In questo modo, la funzione religiosa divenne sempre più anche un avvenimento in cui fede, cultura e tradizione popolare si rinnovavano. La memoria della storia e della cultura cattolica polacca continuava a vivere e riverberava.

Erano sempre più le persone che da varie parti della Polonia andavano alla chiesa di San Stanislao Kostka a Varsavia non solo per sentire le omelie di padre Jerzy , ma anche per ascoltare le musiche di Chopin e Penderecki, le poesie di Norwid e Slowacki, i canti della tradizione popolare e le recite di teatro dei migliori artisti polacchi.

Il binomio tra fede e cultura alimentò la speranza e accese in maniera sempre più cocente il desiderio di libertà nel popolo. Un passo dell’inno nazionale polacco recita appunto “la Polonia non è morta finché noi viviamo”.
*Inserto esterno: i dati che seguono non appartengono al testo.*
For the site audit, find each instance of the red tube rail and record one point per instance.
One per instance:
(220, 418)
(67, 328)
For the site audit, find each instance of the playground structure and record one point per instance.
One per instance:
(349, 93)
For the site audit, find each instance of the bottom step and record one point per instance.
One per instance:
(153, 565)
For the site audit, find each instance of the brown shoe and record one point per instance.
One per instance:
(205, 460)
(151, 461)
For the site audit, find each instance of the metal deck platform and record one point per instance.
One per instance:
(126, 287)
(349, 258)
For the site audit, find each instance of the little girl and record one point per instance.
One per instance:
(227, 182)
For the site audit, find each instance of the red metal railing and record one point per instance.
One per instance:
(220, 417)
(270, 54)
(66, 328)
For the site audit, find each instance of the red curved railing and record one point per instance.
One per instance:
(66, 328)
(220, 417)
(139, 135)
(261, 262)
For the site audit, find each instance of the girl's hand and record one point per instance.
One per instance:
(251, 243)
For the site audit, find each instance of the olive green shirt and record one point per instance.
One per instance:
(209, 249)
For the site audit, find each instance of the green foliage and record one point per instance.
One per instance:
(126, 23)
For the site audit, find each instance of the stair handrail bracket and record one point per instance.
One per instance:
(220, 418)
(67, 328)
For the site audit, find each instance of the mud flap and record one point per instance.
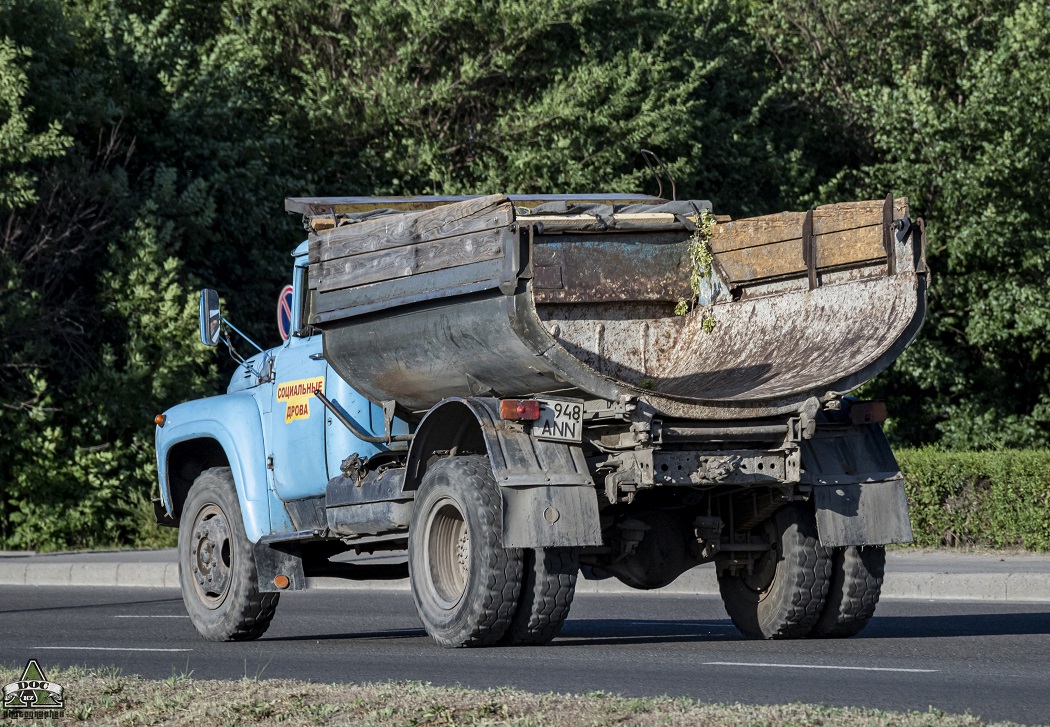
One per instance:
(274, 559)
(550, 516)
(862, 514)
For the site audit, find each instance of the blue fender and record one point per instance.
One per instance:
(234, 421)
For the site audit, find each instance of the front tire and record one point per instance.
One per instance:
(783, 596)
(465, 584)
(216, 564)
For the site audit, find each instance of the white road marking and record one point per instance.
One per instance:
(103, 648)
(820, 666)
(709, 624)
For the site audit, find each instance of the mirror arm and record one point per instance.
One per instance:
(242, 333)
(237, 357)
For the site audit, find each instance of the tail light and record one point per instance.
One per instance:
(520, 410)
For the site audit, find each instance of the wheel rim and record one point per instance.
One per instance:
(211, 557)
(447, 553)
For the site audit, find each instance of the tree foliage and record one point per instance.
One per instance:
(147, 148)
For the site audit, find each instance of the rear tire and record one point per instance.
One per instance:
(465, 584)
(216, 563)
(547, 589)
(857, 575)
(783, 596)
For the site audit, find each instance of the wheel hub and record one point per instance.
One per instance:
(212, 556)
(447, 553)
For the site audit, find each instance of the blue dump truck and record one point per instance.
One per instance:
(492, 395)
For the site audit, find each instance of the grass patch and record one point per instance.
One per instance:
(104, 697)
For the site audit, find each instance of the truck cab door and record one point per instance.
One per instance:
(296, 416)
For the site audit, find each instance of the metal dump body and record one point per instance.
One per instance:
(576, 296)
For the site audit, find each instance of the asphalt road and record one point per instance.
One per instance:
(991, 659)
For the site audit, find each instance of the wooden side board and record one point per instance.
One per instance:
(397, 230)
(772, 246)
(399, 246)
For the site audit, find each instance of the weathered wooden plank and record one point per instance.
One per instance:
(753, 264)
(440, 284)
(833, 250)
(411, 260)
(756, 231)
(853, 214)
(397, 230)
(847, 247)
(778, 228)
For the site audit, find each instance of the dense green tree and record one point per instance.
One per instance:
(949, 104)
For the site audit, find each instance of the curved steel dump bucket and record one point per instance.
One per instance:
(477, 298)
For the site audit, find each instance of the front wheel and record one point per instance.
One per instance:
(782, 596)
(216, 565)
(465, 584)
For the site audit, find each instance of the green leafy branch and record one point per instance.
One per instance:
(699, 260)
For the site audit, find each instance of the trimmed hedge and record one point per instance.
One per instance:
(985, 499)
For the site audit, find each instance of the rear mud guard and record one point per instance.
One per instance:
(548, 495)
(858, 489)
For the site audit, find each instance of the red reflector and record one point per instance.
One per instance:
(520, 410)
(867, 413)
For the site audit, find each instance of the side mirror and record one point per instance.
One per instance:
(211, 318)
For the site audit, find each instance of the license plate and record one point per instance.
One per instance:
(559, 420)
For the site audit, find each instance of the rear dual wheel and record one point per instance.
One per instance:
(854, 592)
(468, 589)
(799, 587)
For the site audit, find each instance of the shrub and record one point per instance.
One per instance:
(991, 499)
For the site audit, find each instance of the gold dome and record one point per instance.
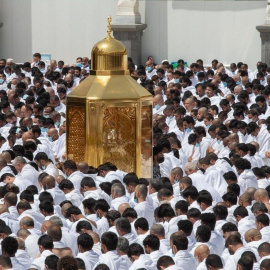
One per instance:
(109, 54)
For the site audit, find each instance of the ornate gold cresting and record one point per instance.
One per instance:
(109, 114)
(109, 31)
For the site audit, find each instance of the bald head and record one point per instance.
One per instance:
(201, 252)
(95, 236)
(3, 163)
(177, 171)
(55, 232)
(141, 190)
(6, 155)
(46, 225)
(26, 136)
(233, 138)
(261, 195)
(253, 235)
(11, 199)
(190, 168)
(251, 192)
(48, 182)
(122, 207)
(3, 209)
(83, 167)
(23, 233)
(26, 223)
Questi erano i motivi per cui il regime comunista si sentiva fortemente minacciato dalle Messe per la Patria organizzate da padre Jerzy, ed è in questo contesto che, secondo la Guglielmi, padre Popieluszko entra nella schiera dei santi e martiri polacchi.

Come Massimiliano Kolbe, che offrì la sua vita ad Auschwitz per salvare una famiglia di ebrei, Popieluszko ha dato un esempio di come si può vincere il male con il bene.

Come tutti i martiri cristiani, padre Jerzy è andato fino in fondo nella sua prova d’amore e ha offerto la propria vita per difendere la verità, la giustizia e la pace.